Many people, sometimes including entire families, die every year in home fires. Fires sprout from various causes, but one commonality among home fires is that they spread quickly. They may double in size as fast every thirty seconds. Family members on upper floors often do not have time to escape before fires engulf homes. Some people have used fire-escape ladders to successfully facilitate quick escapes.
Since people in a household may have difficulty getting to the ground floor of a house in case of a fire, safety experts have recognized the need to engineer a product that would allow quick and safe passage to the ground from windows on upper floors. A conventional ladder would not be practical in these cases because their bulky size is unsuitable for storage and would not be easy to move quickly. Fire-escape ladders offer designs that address these issues.
Types of Ladders
Generally, consumers may choose from two type of escape ladders, portable and affixed. An affixed ladder is permanently attached to a window. They are activated by using some sort of release, such as a lever, which releases the ladder. The ladder then automatically drops to the ground. The affixed design offers the advantages of greater sturdiness and more expediency as household occupants do not need to retrieve and extend a ladder. However, affixed ladders are much more expensive than the portable variety. This article focuses on the portable variety.

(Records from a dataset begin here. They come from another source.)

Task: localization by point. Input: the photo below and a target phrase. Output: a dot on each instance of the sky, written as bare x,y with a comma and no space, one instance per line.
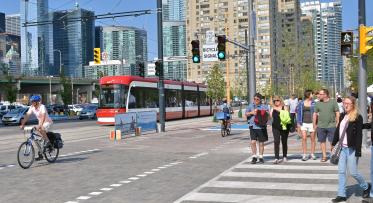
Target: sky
149,22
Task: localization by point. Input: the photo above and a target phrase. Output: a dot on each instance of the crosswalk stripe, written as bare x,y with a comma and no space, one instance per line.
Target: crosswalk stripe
286,167
214,197
282,175
270,186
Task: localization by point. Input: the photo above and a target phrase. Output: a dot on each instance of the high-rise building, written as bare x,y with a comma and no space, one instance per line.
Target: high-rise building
174,39
12,24
327,26
224,17
287,39
74,39
2,22
124,43
36,54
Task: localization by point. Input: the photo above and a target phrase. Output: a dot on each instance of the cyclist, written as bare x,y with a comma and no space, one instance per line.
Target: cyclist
44,121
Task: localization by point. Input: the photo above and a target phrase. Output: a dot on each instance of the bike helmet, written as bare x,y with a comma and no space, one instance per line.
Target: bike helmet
35,98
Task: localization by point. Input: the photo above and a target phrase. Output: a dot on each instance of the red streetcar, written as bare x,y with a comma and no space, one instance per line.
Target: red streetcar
120,94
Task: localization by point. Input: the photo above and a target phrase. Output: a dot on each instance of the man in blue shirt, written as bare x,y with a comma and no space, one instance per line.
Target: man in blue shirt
257,133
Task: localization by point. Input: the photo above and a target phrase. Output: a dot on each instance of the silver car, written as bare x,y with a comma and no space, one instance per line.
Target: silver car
15,116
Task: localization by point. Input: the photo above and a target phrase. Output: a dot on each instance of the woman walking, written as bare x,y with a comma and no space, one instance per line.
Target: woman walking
305,111
351,123
280,130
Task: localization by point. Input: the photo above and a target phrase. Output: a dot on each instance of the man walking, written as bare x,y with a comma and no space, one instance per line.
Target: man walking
293,103
257,114
325,120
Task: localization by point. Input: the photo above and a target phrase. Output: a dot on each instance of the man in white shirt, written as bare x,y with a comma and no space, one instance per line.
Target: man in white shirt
41,113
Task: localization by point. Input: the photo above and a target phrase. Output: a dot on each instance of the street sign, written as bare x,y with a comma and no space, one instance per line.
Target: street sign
210,37
209,52
346,38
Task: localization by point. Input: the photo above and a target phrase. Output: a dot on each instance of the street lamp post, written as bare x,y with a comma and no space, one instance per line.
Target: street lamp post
50,88
60,59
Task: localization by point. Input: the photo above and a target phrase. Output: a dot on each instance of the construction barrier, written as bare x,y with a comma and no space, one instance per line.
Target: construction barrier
134,123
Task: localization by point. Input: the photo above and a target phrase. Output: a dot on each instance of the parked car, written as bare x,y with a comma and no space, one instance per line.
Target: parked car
15,116
88,112
4,109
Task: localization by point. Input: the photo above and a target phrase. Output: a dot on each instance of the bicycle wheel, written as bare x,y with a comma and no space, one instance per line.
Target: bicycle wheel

Many experts agree that among the most important features of fire-escape ladders is the number of "standoffs." A standoff protrudes from the ladder to the house, creating separation between the two and stabilizes the ladder. Without protrusions ladders would become pinned against walls and not allow escapees sufficient footholds, thus making climbing difficult. In emergency situations, quick escapes are essential and awkward climbing endangers hurried, panicked escapees. Standoffs allow quick and deft egress from burning buildings. Other important features include height, weight, weight tolerance, ease of storage, and the ability to quickly secure grips located at the top of the ladder to a window sill or roof.
New designs for ladders address all of these issues. Many fire-escape ladders reach up to three stories and some up to six stories, a sufficient height for most homes. They are manufactured from lightweight metals and plastics, permitting quick retrieval and extension of the ladder. Many of these ladders support up to 1,000 pounds of weight at a time, so that several members of a household can climb down simultaneously. The ladders' also feature a collapsible design allowing them to be stored inconspicuously. Consumers should take care to ensure that the ladders they purchase adhere to these standards. When deciding on a particular ladder, consumers should also take care that the grips on the tops of the ladders properly fit the window sills or roof eaves where they would be hung.

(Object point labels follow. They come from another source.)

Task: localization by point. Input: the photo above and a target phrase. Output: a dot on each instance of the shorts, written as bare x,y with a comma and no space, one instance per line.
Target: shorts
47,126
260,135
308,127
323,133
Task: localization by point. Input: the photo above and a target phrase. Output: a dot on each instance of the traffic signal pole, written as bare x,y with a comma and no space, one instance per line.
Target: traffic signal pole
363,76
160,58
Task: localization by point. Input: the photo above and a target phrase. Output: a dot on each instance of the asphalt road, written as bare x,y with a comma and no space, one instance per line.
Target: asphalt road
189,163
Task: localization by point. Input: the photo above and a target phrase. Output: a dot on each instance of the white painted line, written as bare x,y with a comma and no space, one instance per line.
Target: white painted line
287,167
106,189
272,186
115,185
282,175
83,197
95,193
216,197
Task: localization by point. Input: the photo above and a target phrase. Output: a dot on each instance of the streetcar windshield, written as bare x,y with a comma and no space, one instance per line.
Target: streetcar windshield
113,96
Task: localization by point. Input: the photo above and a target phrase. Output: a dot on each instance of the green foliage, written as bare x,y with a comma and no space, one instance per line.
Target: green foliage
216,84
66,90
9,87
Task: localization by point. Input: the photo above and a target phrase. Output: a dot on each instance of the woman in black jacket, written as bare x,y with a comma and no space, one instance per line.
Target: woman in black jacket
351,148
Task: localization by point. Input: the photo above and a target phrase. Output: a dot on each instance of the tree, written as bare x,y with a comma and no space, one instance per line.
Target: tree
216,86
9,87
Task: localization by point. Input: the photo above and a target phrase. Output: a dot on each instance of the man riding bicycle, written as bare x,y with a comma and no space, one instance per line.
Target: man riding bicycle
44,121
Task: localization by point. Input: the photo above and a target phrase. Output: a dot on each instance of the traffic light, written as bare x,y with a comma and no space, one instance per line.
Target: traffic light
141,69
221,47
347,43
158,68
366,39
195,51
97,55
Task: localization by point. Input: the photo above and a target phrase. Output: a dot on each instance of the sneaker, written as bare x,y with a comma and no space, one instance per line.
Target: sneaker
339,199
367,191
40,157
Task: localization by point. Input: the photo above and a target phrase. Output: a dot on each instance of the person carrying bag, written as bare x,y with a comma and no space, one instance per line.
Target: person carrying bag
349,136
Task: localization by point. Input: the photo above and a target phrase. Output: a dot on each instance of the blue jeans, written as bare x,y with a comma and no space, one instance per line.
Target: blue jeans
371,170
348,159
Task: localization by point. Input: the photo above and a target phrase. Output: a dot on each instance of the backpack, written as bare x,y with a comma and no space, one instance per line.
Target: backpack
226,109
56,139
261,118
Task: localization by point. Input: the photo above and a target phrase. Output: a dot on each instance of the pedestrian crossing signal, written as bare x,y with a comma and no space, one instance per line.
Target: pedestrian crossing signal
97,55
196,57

Since fire-escape ladders have become a standard safety feature for many homes, they have become available at a wide variety of sources. Consumers may purchase them at hardware stores or big-box stores and others that sell safety equipment. Some purchase ladders from internet websites.
Experts also agree that a household should devise a plan for escape during emergencies like fires. All members of the household should participate in the planning. Ladders constitute an essential part of escape plans for multistory homes. Some considerations include planning for special members such as elderly, small children, and babies, noting locations of the fastest exits, and storing ladders near window exits. It is also imperative to ensure that if placed next to a window that the window can be opened. A household should conduct fire-escape drills together in order to be ready for an actual emergency. You should also take care that paths to exits are not blocked at any time and agree on a meeting place outside.
Fire-escape ladders constitute an important safety feature for households in multistory homes. Consumers should take care that their ladders meet minimum standards and fit window sills or roof eaves. It is also important devise plans for escape in case of emergencies and to practice those plans.